Good way to save Comments from website articles?

FluidMindOrg · January 17, 2013

Anyone have any good advise on how to save all the comments from an article on a news website or blog?

There are several problems with doing this:

(1) Since many of the sites have moved to loading the comments with XMLHttpRequest calls, when you add the page itself to your Zotero library, NONE of the comments are saved with it.

(2) I have never found a site that has a link that allows you to view all the comments on one page, which would at least allow you to attach that page separately.

So what options are we left with? The only way I've found is to copy and paste the comments into an attached Note to my Zotero entry for that article. It is, however, very time consuming if you want to get all of the comments, especially if there are hundreds of them and the damn website will only allow you to view 25 or 50 at a time.

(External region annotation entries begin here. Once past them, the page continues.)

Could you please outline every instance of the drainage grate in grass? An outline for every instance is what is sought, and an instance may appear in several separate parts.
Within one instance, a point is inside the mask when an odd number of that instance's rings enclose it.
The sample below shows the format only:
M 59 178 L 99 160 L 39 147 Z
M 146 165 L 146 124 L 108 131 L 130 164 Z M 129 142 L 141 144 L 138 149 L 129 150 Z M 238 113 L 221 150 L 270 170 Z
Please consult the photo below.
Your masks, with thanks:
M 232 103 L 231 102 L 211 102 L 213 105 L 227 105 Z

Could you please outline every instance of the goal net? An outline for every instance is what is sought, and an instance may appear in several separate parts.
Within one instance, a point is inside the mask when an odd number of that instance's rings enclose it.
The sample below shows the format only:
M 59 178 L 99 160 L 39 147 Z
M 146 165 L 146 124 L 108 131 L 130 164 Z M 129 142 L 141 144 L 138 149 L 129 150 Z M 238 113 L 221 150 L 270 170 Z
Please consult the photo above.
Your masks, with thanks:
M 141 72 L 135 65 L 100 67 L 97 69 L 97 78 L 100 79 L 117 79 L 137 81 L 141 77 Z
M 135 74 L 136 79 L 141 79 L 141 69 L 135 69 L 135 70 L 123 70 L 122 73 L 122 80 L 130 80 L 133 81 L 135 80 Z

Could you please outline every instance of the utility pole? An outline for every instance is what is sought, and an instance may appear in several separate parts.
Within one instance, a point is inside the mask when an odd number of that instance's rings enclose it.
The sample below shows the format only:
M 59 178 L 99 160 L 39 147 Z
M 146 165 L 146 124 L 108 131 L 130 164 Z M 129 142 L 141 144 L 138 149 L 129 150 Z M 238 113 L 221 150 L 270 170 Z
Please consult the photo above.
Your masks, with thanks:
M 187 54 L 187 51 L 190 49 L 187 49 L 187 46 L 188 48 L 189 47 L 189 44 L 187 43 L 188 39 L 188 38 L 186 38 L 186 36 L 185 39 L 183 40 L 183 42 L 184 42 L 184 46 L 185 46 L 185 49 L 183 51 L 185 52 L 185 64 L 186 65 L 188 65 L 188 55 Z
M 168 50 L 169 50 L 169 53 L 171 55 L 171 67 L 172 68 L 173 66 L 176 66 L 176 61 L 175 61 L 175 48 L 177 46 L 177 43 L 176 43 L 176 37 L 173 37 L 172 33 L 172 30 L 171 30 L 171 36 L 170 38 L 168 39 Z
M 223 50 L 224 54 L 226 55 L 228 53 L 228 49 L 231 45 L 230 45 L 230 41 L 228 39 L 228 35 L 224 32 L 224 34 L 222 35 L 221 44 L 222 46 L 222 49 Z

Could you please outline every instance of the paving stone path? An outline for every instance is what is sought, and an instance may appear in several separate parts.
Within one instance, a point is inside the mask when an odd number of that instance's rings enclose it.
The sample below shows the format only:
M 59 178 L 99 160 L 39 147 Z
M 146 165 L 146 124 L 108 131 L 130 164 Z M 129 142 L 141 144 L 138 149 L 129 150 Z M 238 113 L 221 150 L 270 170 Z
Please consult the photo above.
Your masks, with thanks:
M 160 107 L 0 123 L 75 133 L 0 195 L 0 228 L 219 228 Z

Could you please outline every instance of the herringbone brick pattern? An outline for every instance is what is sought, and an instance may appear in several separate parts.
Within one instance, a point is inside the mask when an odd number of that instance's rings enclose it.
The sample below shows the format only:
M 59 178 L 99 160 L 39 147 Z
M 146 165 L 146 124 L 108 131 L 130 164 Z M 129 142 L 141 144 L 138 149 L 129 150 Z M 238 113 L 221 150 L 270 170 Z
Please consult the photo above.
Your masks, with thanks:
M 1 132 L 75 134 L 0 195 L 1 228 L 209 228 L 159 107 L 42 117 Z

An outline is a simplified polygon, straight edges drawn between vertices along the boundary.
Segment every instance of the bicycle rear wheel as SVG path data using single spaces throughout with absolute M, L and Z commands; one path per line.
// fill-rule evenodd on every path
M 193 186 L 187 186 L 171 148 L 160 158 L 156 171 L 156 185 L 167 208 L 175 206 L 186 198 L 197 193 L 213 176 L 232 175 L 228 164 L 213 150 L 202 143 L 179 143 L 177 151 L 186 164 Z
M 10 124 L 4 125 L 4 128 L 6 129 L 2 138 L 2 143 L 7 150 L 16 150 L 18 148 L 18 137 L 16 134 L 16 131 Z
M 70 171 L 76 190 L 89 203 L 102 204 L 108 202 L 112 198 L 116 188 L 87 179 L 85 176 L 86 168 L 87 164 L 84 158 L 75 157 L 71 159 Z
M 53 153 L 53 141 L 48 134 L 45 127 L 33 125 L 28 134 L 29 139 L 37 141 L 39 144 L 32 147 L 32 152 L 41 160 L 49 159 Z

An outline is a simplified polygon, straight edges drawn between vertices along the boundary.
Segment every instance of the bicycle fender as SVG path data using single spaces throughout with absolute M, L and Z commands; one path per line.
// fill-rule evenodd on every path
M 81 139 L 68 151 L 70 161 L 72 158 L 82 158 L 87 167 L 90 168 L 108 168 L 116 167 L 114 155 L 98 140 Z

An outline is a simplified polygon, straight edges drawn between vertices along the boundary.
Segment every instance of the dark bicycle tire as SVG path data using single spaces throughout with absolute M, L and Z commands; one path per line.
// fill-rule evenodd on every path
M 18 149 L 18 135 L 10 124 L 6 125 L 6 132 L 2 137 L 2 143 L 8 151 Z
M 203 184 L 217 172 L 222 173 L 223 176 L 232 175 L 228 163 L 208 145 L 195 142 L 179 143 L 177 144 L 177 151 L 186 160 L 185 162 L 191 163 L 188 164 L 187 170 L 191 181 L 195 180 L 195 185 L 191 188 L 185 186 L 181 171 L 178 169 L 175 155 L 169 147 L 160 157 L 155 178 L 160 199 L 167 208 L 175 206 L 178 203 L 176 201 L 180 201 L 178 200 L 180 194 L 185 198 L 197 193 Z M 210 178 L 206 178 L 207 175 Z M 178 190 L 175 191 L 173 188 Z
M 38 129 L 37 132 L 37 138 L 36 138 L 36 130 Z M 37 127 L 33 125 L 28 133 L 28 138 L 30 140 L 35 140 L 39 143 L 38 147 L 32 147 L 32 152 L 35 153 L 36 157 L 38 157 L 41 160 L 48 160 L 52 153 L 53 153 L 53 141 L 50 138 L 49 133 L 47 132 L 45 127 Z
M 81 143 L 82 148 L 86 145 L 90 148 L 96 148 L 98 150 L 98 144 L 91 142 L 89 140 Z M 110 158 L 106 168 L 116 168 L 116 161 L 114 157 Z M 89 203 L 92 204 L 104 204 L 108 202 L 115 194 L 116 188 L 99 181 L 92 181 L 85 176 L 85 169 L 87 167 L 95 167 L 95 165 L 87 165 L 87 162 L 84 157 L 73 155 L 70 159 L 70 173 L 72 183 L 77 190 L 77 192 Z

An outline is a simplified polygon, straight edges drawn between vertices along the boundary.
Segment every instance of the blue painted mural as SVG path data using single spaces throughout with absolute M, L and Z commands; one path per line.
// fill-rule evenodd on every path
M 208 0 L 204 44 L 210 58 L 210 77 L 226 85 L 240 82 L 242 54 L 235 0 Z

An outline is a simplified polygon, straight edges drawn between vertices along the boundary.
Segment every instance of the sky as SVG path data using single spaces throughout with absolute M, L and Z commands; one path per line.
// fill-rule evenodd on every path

Anyone else have other techniques you've used to save comments?

Cheers
--Dan

ajlyon · January 18, 2013

If there are particular sites you are targeting (or platforms), we may be able to write site translators that crawl and attach the comments. But as a general problem it's a pretty gnarly one.

aurimas · January 18, 2013

Saving a snapshot with Zotero for Firefox should capture the page as you see it. Currently saving snapshots from Chrome or Safari forces Zotero to reload the page in which case it might not capture comments loaded after page is done loading. For completeness sake, could you provide a link to a sample page that is not being captured with such comments?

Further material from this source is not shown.